UCF’s competitive admissions cycle is enough stress for an 18-year-old, but with an added global pandemic, some incoming freshmen are concerned about how this will impact their lives as future Knights.
Amy Olinsky, an 18-year-old Orlando resident planning to study criminal justice, expressed her worries about UCF’s undetermined plan for her first semester in college.
“Everything is still so uncertain. I don’t know if I am going to be taking classes in person, or if my orientation is even happening,” Olinsky said.
With undergraduate admissions, the possible threat of orientation moving online, and Scholars Day being canceled — according to an email sent by UCF — Olinsky said that she’d feel as if she’d miss an opportunity to connect with new people and make friends.
Similarly, Olivia Solomon, an 18-year-old Miami resident planning to study journalism, said she would be disheartened if incoming freshmen events continued to get canceled at a gradual pace.
“I am supposed to meet my new roommates at orientation for the first time," Solomon said. "I am definitely looking forward to that, but no one knows what is going to happen."

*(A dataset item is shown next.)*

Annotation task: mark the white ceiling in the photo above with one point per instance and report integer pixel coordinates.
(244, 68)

UCF Media Relations Coordinator Rachel Williams said no determination has been made about freshmen orientation yet.
“Conversations are happening at UCF and at the state levels regarding orientations and other future events, and we will share more information on those decisions as they are made,” Williams said in an email.
On the other hand, Kellen Danielsen, an 18-year-old from Kansas City, Missouri, said that if orientation moved online, that would make things a little easier for him.
“If orientation was moved online, it wouldn’t bother me that much. I mean, that is just one less flight I’ll have to take,” Danielsen said.
Danielsen also said he was disappointed they cancelled Scholars Day. He said he's supposed to start college in August to study engineering, but if classes remain online then he will probably stay home in Missouri despite wanting to move to Orlando.
“I’ve seen that colleges were the first to respond to this outbreak in terms of shutting down and sending kids home," Solomon said. "Businesses, companies and even the state were slower to respond than most big universities.
All three incoming freshman said that UCF is handling the situation well and keeping them informed and up to date on any changes being made. Incoming freshman can visit UCF’s coronavirus update webpage to stay informed.